この人、まるで白馬さんが出会う人物を全て知ってるみたいな言い方だよ。白馬さんの人間関係を完全に管理されてるみたいな?
いや、笑い事でもないか。三爪さんも、どう転んでもあの多紫の人だから、そして秋の木葉の人だしね、そのくらいわするか……、そう考えたら笑えない。
「そうだな、やっぱり俺は彼女に出会ったことはないな」
って言うから、
葉山は自分の剣を抜いて、白馬に見せて、
「これ、あなたも持っていた、かつてマテリアルブレードのフランベルジュ型、私の双剣型、これの正体が、彼女、アキシオンなの、人格を持つ剣だったの」
って追加で説明する葉山に、ちょっと考えた後、至極納得したった顔しって、白馬さんが、
「そうなのか、そうか」
って言ってから、
「その時は世話になった」
と深々とお辞儀してたから、アキシオンさんの事実を納得して受け入れてくれたんだなあ、って思いつつも、白馬さんの柔軟性の前に、僕の方が驚く。

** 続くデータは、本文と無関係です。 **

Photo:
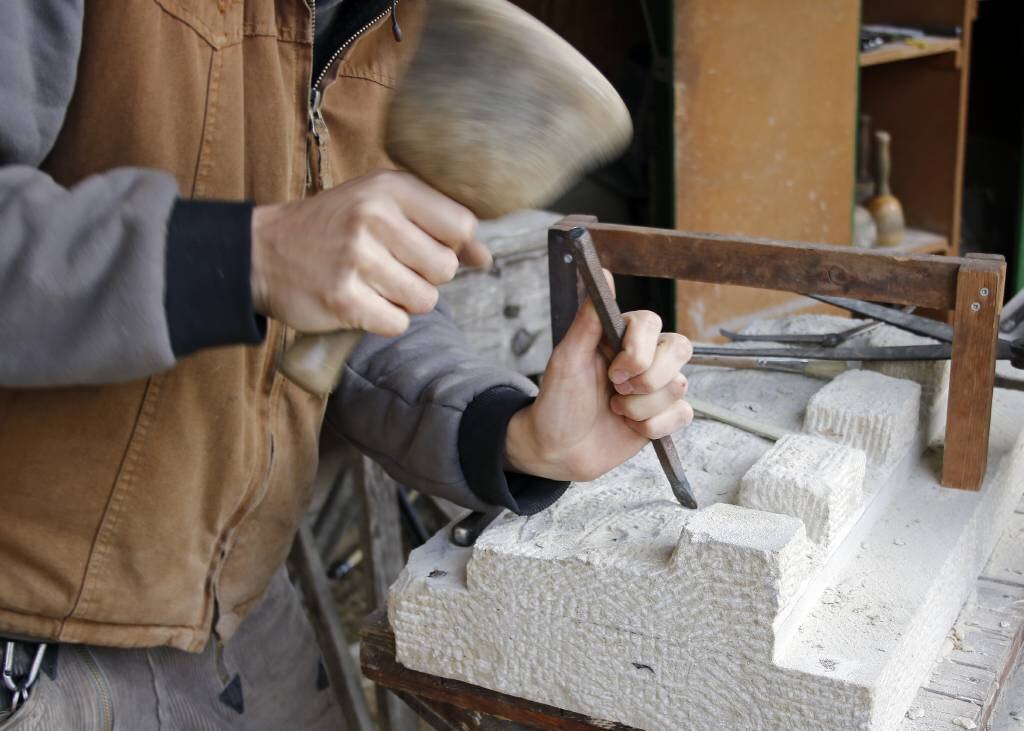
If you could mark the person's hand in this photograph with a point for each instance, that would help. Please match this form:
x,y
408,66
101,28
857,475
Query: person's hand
x,y
591,416
364,255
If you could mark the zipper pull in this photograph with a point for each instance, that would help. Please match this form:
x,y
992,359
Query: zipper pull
x,y
321,138
395,28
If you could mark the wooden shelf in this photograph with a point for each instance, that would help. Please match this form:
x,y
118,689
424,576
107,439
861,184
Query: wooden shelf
x,y
914,48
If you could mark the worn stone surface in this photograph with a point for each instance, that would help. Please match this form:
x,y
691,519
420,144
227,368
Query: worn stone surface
x,y
811,478
620,604
868,411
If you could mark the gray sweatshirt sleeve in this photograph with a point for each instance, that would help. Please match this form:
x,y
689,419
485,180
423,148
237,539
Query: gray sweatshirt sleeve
x,y
433,414
82,270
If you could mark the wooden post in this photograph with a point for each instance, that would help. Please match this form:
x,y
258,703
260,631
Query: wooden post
x,y
384,558
979,300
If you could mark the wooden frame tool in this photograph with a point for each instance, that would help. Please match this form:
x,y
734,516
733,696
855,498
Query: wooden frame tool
x,y
970,287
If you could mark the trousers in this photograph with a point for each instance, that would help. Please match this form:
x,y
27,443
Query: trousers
x,y
268,676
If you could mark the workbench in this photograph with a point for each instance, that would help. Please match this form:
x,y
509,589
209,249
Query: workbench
x,y
970,675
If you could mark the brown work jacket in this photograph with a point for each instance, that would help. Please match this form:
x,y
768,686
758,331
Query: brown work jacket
x,y
169,503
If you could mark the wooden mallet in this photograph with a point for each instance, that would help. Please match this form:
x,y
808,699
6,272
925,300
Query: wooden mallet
x,y
497,112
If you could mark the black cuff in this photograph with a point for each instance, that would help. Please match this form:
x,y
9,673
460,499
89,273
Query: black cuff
x,y
208,296
481,453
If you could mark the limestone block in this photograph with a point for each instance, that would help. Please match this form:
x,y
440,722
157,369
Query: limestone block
x,y
770,549
619,604
810,478
868,411
932,376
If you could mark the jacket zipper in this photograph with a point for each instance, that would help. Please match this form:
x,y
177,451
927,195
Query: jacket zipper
x,y
318,135
107,705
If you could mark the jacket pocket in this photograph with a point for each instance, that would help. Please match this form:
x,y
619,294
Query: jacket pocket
x,y
216,22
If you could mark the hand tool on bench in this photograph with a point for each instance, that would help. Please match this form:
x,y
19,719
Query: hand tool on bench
x,y
497,112
1006,349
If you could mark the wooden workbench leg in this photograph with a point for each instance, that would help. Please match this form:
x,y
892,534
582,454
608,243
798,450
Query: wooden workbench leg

普通、剣が人でしたって言っても受け入れられるモノじゃないでしょ?
いや、だって剣が人の姿を取ってるって事だから……、そこまで考えて、でもまあ北海道ダンジョンがあるから、その辺は柔軟性は出るのか、しかも僕がやってる事なら尚更なのかな。
まあ、今はそんなことはいいや。
僕はそのまま白馬さん達から視線を空に移した。
前みたよりはちょっとは出てるって感じに異世界の島と言うか大陸の姿に、それでもこちらの地表に近づいて来た迫力に、圧倒されながらも、
「じゃあ、始めるよ」
と言うと、僕の横にいたアキシオンさんと、摂理さんが僕の前に出る。
スッと当たり前の様に僕の左右の前に立つ。
おお、と、なんとなく守られている実感を持ちつつ、そんな彼女達の示し合わせたかの様な動きに驚く。
「タイミングは、オーナーの方で」
とアキシオンさんが言う。うん、わかったよ。